You can keep ants off the tree by greasing around the base of the trunk with a thick layer of Vaseline or a skirt of sump-oil soaked rag.
As for the aphids, just deal with as described here.
ANOTHER TRICK- PLANT DECOYS!
Yellow Nasturtiums can be planted around tomatoes to serve as a decoy for Black Aphids, and can be removed with their pest burden before the Aphids’ young develop wings.
BUT WHAT IF THE CAVALRY DOESN’T ARRIVE?
Aphids have the ability to switch their mode of reproduction to suit prevailing seasonal conditions.
They can reproduce asexually, where females give birth to live female offspring clones from 5 days of age! They tend to do this at the start of the season.
Towards the end of the season a female will give birth to a male child, mate with it and then lay eggs capable of surviving the winter.
With such clever and versatile multiplication tricks up their sleeves occasionally aphids can get the jump on their predators.
Sometimes careful close observation of your aphid infestation will fail to find evidence of any predators.
In those rare occasions when you can’t rely on ecologically natural pest control aphids may have to be dealt with using home made organic pest control remedies.
GARDEN AND FRUIT TREE APHIDS REMEDY
There are several options available for you to try:
All Purpose Soap Spray
A good orchard spray that controls sucking mites, aphids, Rutherglen Bug and thrips but does not seem to affect spiders can be made as follows:
Just grate 2/3 of a cake of soap (save up those pesky little bits left over until you have enough) into 4.5 liters (1 gallon) of hot water. For a more effective recipe, add 1 tspn white oil, 300mls of old cooking oil and 2 tspns of caustic soda to the mix while it is still hot.
Use it once it has cooled to room temperature and only spray it on parts of the trees affected by pests. Avoid spraying anything onto plants during hot periods of the day.
To make larger quantities (enough for 100 trees) combine 18 gal (68 liters) of waste cooking oil (ask at your local fish and chip shop), 1 liter of white oil (optional), 9 gal (34 litres) of water, 3 kg (6.6 lbs) caustic soda and ½ box of washing machine soap powder in a large cooking pot and simmer gently for 3 hours.
Pour into containers to cool and solidify, then use as a spray at the rate of 2 kg soap to 20 liters of water.
Wormwood Spray
Pick fresh Wormwood and crush the strong smelling fronds into a large jar. Fill the jar with hot (just off the boil) water and leave overnight. Strain the Wormwood tea that results and dilute in 10 parts of water to 1 part of tea.

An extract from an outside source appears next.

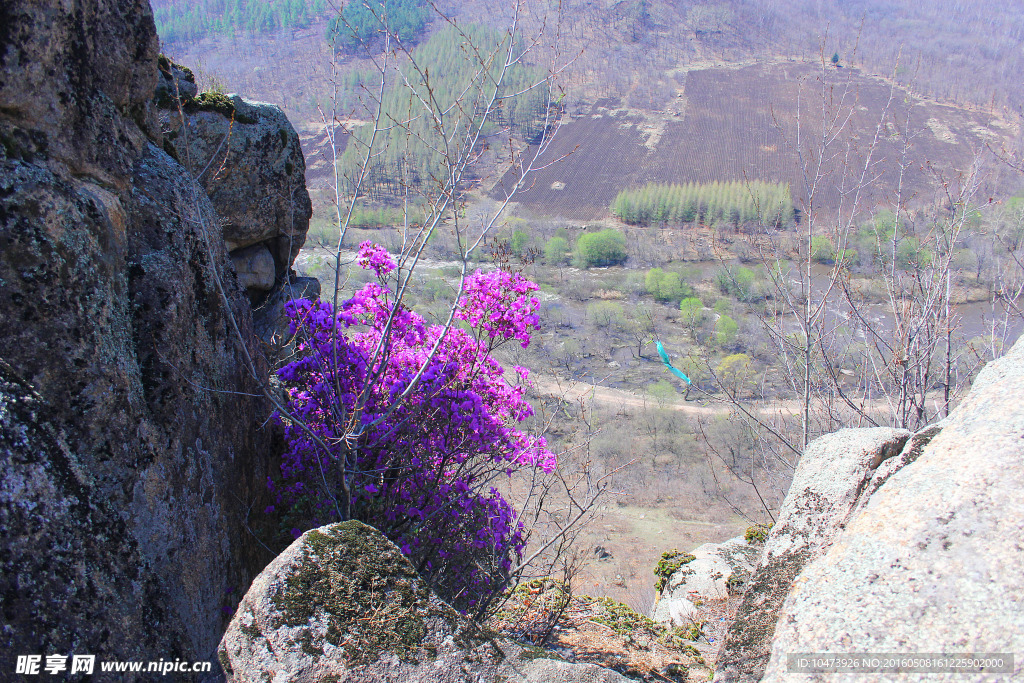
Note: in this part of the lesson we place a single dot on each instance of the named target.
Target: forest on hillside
(949, 49)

Spray onto the aphids (but not during the heat of the day). This preparation is also good to repel slugs. It needs to be reapplied regularly to be effective.
Garlic Spray
Soak 120g (4 oz) chopped garlic in 2 tablespoons of mineral oil or liquid paraffin for 48 hours.

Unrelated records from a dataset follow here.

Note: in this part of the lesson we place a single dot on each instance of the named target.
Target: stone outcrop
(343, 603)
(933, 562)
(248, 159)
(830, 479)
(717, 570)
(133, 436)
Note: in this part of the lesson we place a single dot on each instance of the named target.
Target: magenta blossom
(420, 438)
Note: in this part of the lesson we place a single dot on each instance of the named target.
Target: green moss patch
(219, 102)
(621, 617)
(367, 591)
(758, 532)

Add ½ liter of water and 7g of pure soap flakes then strain.
Dilute in 25 liters of water and spray to control aphids, thrips and soft bodied pests. Allow aphid numbers to build up first so predator populations are established.

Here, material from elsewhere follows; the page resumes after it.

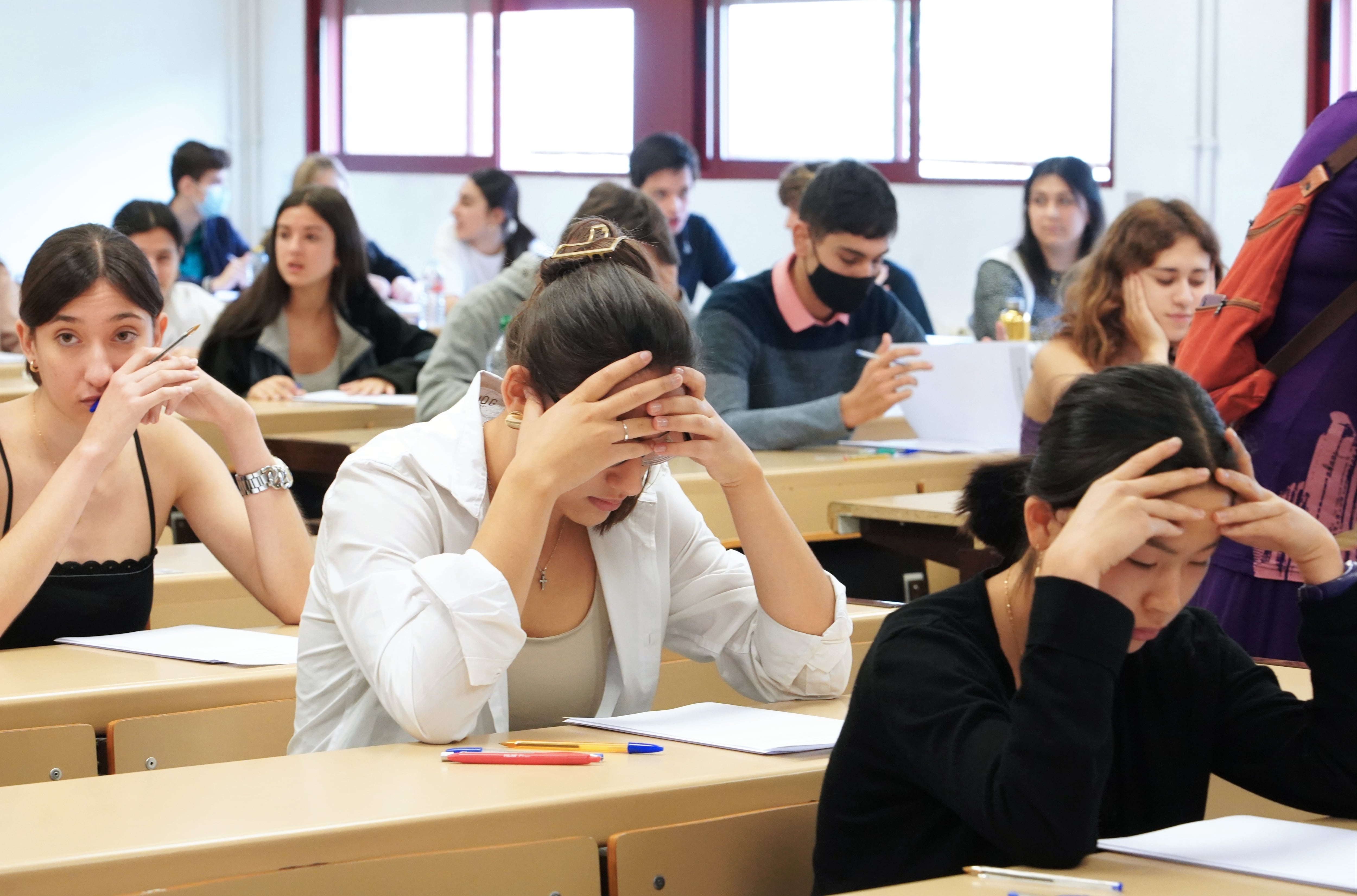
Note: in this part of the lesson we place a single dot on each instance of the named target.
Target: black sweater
(942, 765)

Quassia natural pest control aphids
Chips made from the bark of Quassia trees contain a bitter substance that controls a wide range of insect pests. A great thing about Quassia is that it does not harm many beneficial insects such as Lady Bugs or Bees (nor is it effective against Codling moth, Mexican Bean beetle or Peach aphid).
The chips are boiled to extract the active ingredient, then made up with a little detergent to use as a spray. Sprayed on the leaves it kills sap sucking insects. Taken in by plant roots, it has a wider effect on plant feeding pests, acting as a stomach poison.
It is long lasting and should not be sprayed on edible parts as it tastes bitter.
The Last Resort – Pyrethrum Spray
Pyrethrum comes from the African Daisy (marigold). It is used as a 4% preparation and is very poisonous to all animals. Artificial pyrethroids (Promethrin, Allothrin) have been synthesized and have a longer life (1 to 2 weeks) than the natural equivalent.
With such a wide range of strategies available for organic and natural pest control aphids can be readily dealt with by organic gardeners and farmers!